Markets were expecting it, as it would eventually come after Fitch upgraded Turkey to IG in November. Turkey’s peers got their second IGs in 11 months, on average, after the first one. Although driven by loose domestic and international monetary policy as well, the recent strong capital flows are typical before a second IG, according to a Central Bank of Turkey research note.
Moody’s noted that the key drivers of the rating action were: “1) Recent and expected future improvements in key economic and public finance metrics. 2) Progress on structural and institutional reforms that Moody’s expects will reduce existing vulnerabilities to shocks to international capital flows over time.”
We have yet to see the reforms Moody’s is referring to. And although this is the first time I’ve seen an upgrade based on what is yet to come, the rating agency is right that Turkey has made key improvements in public debt management, not just since 2009 as they are noting, but in the last decade. As they emphasize as well, not only the debt burden has fallen, its maturity has risen and the share of debt denominated in foreign currency has declined.
Turkey reached an important milestone when it paid off its debt to the IMF on May 14. Unfortunately, public external debt has been replaced by private external debt. With the exchange rate virtually fixed by the Central Bank, it makes sense for corporates to borrow in foreign currency, and their open positions are nearly $140 billion as of the end of 2012.
In fact, banks’ short term external debt has surged since the 2009 Moody’s benchmark.
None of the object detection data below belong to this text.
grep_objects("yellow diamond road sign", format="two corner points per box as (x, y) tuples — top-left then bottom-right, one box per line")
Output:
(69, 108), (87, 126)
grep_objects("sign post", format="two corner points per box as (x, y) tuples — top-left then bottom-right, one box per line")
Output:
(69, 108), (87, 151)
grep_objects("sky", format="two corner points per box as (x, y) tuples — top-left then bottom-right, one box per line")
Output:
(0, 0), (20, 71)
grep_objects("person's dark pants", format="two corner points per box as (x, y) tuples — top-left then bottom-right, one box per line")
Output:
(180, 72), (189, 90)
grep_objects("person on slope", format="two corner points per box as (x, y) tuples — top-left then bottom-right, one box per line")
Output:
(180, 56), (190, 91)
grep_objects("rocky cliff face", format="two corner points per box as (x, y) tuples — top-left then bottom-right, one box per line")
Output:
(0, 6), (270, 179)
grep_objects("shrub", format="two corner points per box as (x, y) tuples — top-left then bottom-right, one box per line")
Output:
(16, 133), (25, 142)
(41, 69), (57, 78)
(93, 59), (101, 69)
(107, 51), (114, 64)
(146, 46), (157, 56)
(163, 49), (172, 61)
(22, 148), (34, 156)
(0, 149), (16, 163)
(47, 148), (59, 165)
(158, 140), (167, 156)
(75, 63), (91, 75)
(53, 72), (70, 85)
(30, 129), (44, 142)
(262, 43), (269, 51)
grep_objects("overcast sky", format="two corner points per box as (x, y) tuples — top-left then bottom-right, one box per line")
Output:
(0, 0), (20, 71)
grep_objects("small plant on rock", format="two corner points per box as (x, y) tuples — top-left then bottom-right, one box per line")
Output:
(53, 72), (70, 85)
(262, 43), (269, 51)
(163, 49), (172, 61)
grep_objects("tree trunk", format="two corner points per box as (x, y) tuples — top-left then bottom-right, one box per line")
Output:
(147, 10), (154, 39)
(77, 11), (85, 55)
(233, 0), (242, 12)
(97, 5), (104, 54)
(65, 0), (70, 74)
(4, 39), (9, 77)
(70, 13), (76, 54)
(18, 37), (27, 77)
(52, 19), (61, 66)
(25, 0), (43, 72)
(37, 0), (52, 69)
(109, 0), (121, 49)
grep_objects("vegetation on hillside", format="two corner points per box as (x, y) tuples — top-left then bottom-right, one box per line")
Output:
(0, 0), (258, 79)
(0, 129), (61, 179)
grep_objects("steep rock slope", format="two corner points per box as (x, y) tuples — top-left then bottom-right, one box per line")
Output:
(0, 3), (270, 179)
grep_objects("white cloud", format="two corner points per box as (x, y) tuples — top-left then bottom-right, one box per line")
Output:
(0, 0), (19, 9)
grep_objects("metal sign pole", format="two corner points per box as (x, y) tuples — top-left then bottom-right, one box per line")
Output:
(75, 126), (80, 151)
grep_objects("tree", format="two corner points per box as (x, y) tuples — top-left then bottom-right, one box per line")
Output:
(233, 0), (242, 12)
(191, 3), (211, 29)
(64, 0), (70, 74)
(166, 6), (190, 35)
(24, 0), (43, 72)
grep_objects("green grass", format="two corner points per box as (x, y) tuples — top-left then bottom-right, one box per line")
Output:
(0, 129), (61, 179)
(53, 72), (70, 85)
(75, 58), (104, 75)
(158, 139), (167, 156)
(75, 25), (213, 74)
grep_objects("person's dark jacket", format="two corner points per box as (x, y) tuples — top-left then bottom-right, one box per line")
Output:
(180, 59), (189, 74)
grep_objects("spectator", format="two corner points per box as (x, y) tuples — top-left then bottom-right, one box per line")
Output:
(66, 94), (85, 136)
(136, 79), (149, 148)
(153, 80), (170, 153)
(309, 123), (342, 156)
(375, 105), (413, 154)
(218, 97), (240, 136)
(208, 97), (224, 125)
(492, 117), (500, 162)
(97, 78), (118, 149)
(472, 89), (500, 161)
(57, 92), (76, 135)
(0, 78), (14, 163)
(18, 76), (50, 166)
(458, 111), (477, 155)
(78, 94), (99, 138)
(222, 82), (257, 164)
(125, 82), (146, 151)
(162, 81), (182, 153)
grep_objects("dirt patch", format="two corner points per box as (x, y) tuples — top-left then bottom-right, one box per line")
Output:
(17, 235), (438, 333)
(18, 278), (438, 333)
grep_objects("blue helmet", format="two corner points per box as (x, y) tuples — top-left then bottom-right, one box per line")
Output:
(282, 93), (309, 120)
It has recently been on the rise thanks to the Central Bank’s reserve option coefficients, as banks are induced to borrow in foreign currency for use as part of their required reserves. The latest data released on May 17 revealed that it rose by almost $6 billion in March alone.
In fact, Moody’s is well aware of these risks. It noted that the country’s “external vulnerabilities are generally greater” than most of its peers. So are investors: A hedge fund manager recently told me that Turkey usually comes up as one of the top three risky countries in investor meetings. The upgrade is likely to make this situation worse by increasing dependence on external financing.
An IMF paper released a few hours before the upgrade finds that “the ratio of net foreign liabilities to GDP is a significant crisis predictor, and the more so when it exceeds 50 percent in absolute terms.” Economist Tolga Dağlaroğlu calculated that ratio for Turkey and found that it jumped from 46 to 63 percent in 2012.
The Central Bank has the tools to respond, but at their latest meeting with economists on May 17, they did not seem worried about an unexpected sudden stop, or an eventual halt when advanced country central banks begin to tighten liquidity, to capital flows. That’s why I am so moody after the Moody’s upgrade.